Experimental evaluation covers three benchmark families: (1) a 6‑D double‑integrator (position‑velocity) with path‑length minimization, (2) a 12‑D nonlinear vehicle model with energy‑effort cost, and (3) complex 3‑D environments with many obstacles. Kino‑PAX+ is compared against CPU‑based SST and RRT*, as well as the original GPU feasibility planner Kino‑PAX. Results demonstrate up to three orders of magnitude speed‑up in finding the first feasible solution (≈10 ms for the 6‑D case, ≈120 ms for the 12‑D case) and consistently lower solution costs—30 %–50 % better than SST and 20 %–35 % better than the feasibility‑only GPU planner for the same planning horizon. Over longer planning times (several seconds), the cost converges rapidly toward the optimal value, staying within 5 % of c* in most trials.

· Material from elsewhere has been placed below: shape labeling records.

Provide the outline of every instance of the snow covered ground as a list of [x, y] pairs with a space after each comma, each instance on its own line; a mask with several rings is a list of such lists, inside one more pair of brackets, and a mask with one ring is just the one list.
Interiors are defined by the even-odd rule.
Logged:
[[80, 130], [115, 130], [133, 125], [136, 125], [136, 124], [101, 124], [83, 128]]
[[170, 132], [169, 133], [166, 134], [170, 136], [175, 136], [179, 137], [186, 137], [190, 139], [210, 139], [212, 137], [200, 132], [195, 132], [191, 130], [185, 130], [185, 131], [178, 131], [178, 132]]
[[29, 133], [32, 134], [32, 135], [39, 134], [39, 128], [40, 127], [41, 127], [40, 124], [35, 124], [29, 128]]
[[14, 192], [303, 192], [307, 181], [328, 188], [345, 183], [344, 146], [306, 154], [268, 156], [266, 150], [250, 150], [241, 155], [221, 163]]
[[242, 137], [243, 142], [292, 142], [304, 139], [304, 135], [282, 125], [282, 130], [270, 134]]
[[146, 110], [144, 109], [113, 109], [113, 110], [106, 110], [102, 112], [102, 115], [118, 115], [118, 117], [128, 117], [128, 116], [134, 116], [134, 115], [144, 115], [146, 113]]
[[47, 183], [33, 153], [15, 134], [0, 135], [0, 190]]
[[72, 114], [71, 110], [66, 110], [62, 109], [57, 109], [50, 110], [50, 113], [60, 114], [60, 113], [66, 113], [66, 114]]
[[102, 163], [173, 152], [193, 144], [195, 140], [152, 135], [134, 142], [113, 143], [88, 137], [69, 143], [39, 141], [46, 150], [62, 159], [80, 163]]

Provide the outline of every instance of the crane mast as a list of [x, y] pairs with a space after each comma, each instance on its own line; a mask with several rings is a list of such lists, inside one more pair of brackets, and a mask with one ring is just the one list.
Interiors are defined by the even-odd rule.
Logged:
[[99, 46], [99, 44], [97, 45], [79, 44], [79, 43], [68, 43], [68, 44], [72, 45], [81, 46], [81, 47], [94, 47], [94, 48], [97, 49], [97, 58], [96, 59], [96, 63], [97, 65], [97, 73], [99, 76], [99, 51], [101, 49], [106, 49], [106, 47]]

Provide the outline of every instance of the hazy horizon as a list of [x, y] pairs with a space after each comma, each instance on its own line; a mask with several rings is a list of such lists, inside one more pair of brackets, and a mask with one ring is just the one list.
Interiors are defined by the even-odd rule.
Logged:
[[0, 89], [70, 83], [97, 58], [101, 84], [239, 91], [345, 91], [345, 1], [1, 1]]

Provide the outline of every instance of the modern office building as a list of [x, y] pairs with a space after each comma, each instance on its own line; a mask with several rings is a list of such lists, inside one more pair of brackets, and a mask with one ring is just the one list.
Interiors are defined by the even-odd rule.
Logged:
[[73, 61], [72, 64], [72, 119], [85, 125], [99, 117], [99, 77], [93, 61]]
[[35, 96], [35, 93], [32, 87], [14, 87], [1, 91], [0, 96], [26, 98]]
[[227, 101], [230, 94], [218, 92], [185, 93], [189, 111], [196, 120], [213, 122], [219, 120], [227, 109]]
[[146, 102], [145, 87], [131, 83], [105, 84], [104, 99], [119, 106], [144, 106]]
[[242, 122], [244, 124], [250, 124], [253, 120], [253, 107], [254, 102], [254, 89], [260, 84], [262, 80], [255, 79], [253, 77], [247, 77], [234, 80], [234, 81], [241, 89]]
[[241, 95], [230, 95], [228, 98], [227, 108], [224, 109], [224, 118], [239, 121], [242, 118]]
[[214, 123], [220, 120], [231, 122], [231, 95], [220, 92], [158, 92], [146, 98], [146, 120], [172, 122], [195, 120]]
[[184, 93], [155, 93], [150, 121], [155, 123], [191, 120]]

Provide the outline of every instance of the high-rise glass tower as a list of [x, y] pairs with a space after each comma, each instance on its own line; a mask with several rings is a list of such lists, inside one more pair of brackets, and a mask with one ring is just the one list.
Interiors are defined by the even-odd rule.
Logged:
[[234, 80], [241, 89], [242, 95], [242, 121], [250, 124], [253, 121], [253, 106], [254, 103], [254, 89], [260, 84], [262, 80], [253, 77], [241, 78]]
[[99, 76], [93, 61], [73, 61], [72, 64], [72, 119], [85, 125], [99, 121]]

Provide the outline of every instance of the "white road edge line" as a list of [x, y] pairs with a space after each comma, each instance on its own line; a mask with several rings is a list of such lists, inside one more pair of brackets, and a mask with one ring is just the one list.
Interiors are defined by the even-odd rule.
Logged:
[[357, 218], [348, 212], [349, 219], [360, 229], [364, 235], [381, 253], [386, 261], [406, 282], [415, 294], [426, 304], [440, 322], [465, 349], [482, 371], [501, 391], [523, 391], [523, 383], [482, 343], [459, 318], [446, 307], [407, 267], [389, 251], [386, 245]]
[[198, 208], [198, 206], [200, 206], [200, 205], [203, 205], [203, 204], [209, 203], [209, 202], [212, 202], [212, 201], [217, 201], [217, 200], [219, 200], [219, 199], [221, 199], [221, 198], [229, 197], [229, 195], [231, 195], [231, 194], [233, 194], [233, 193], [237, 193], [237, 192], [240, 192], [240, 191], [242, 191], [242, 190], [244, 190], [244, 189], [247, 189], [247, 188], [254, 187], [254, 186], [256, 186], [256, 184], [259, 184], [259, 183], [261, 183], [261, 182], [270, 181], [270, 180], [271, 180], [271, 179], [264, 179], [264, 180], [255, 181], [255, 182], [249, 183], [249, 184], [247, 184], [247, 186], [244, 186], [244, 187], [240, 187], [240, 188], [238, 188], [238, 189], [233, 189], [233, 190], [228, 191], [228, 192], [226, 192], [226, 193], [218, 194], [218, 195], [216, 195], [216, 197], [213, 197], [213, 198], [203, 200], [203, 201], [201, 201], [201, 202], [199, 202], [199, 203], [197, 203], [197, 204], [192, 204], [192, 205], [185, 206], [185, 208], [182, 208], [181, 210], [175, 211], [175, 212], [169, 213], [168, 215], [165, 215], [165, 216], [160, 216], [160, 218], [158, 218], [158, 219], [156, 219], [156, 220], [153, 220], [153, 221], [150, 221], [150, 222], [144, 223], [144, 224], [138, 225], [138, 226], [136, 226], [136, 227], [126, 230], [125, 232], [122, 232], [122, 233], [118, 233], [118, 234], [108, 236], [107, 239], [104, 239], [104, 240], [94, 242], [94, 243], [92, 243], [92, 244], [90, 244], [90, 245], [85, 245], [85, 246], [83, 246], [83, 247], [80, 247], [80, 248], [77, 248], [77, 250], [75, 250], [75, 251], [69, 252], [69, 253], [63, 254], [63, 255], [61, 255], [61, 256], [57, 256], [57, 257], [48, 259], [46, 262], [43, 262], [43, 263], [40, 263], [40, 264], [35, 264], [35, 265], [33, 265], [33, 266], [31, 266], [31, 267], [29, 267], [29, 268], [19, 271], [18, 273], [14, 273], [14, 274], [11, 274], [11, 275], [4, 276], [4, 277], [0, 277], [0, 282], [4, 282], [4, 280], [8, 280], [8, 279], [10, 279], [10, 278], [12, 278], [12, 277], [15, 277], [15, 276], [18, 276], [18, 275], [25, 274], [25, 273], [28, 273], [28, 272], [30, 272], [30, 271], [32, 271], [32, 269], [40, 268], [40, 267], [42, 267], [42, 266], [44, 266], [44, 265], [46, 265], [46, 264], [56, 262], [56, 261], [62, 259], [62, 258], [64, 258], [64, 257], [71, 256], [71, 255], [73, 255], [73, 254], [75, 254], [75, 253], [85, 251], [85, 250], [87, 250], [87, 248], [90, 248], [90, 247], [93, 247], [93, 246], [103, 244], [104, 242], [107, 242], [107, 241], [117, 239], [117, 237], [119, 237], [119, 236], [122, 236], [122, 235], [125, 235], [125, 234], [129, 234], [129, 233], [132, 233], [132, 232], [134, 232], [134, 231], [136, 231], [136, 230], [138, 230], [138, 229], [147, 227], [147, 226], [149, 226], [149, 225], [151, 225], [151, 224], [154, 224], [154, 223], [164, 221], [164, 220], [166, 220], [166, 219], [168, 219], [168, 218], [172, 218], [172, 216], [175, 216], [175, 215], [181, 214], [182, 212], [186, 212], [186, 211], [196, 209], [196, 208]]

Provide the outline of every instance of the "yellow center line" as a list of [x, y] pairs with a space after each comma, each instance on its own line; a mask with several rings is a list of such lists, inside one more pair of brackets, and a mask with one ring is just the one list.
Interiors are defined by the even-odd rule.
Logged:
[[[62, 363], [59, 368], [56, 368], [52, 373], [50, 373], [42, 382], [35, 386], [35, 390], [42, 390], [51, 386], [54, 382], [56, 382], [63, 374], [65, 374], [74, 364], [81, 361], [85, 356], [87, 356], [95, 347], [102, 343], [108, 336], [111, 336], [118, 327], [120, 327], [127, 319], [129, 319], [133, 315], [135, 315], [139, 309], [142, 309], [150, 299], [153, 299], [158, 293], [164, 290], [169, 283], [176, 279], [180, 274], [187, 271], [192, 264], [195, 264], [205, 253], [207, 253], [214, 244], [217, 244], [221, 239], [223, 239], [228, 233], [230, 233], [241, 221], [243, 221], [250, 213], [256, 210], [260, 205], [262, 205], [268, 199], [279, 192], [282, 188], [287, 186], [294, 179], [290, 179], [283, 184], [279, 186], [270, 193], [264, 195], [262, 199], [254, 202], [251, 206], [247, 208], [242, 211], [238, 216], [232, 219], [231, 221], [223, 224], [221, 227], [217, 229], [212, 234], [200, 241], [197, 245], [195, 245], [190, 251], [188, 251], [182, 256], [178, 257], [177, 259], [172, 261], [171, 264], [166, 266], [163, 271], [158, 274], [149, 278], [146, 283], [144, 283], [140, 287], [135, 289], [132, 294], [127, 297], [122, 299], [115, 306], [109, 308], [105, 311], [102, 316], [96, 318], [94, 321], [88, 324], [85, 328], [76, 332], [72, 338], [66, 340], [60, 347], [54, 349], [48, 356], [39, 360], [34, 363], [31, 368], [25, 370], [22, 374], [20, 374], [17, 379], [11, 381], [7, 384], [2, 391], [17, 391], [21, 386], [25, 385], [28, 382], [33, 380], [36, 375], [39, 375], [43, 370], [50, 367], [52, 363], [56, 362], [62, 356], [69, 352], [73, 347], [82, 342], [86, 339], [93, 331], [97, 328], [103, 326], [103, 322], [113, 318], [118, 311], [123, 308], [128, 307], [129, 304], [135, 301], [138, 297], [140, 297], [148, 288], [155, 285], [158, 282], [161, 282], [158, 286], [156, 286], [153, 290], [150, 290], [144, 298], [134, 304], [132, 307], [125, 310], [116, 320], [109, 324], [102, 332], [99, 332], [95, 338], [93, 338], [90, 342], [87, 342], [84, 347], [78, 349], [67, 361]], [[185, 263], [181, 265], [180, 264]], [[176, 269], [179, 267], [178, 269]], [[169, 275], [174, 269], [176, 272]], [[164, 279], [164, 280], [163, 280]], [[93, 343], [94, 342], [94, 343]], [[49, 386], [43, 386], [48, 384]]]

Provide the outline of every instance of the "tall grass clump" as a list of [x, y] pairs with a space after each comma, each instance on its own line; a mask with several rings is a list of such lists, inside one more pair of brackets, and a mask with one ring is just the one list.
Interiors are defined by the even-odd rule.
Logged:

Memory usage is also reduced because only the cheapest node per region is retained, keeping the total node count well within GPU memory limits.
The paper discusses practical considerations such as the choice of δ and λ, which affect the trade‑off between exploration breadth and exploitation depth, and notes that very complex nonlinear constraints can increase contention on atomic updates. Future work is suggested on adaptive region partitioning (e.g., k‑d tree based) and dynamic adjustment of the branching factor to further improve scalability.
In conclusion, Kino‑PAX+ is the first GPU‑accelerated kinodynamic planner that simultaneously delivers real‑time feasibility, systematic cost refinement, and provable asymptotic near‑optimality. Its ability to produce high‑quality trajectories within milliseconds makes it a strong candidate for latency‑critical robotics applications such as autonomous driving, aerial swarm navigation, and high‑speed manipulation.